Chapter 6 Making Decisions under uncertainty

“… the null hypothesis is never proved or established, but it is possibly disproved, in the course of experimentation. Every experiment may be said to exist only to give the facts a chance of disproving the null hypothesis. (R. A. Fisher)

In Chapter 5 we have seen that experimental errors and, above all, sampling errors, produce uncertainty in the estimation process, which we have to account for by determining and displaying standard errors and confidence intervals. In the very same fashion, we need to be able to make decisions in presence of uncertainty; is the effect of a treatment statistically significant? Is the effect of a treatment higher/lower than the effect of another treatment?

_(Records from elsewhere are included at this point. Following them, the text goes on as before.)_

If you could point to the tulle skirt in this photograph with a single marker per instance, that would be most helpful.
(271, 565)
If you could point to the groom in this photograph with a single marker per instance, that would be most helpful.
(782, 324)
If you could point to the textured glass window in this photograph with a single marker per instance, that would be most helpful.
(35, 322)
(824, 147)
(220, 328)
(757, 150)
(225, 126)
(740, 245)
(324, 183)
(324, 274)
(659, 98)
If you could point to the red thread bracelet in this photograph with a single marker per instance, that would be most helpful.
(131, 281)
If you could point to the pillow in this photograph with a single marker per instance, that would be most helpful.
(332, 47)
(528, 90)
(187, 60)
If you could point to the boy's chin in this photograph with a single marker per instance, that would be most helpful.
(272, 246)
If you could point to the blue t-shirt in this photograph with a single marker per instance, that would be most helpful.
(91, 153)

Making such decisions is called Formal Hypothesis Testing (FHT) and we will see that this is mainly based on the so-called P-value. As usual, I will introduce the problem by using an example.

6.1 Comparing sample means: the Student’s t-test

6.1.1 The dataset

We have planned an experiment where we have compared the yield of genotype A with the yield of the genotype P and the experiment is laid down according to a completely randomised design with five replicates. This is a small-plot experiment with 10 plots, which need to be regarded as sampled from a wider population of plots; as we mentioned in the previous chapter, our interest is not in the sample, but it is in the population of plots, which means that we are looking for conclusions of general validity.

The results (in quintals per hectare) are the following:

A <- c(65, 68, 69, 71, 78)
P <- c(80, 81, 84, 88, 94)

As usual we calculate the descriptive statistics (mean and standard deviation) for each sample:

mA <- mean(A)
mP <- mean(P)
sA <- sd(A)
sP <- sd(P)
mA; sA
## [1] 70.2
## [1] 4.868265
mP; sP
## [1] 85.4
## [1] 5.727128

We see that the mean for the genotype P is higher than the mean for the genotype A, but such descriptive statistics are not sufficient to our aims. Therefore, we calculate standard errors, to express our uncertainty about the population means, as we have shown in the previous chapter.

seA <- sA/sqrt(5); seA
## [1] 2.177154
seP <- sP/sqrt(5); seP
## [1] 2.56125

Consequently, we can produce interval estimates for the population means, i.e., 85.4 \(\pm\) 5.12 and 70.2 \(\pm\) 4.35. We note that the confidence intervals do not overlap, which supports the idea that P is better than A, but we would like to reach a more formal decision.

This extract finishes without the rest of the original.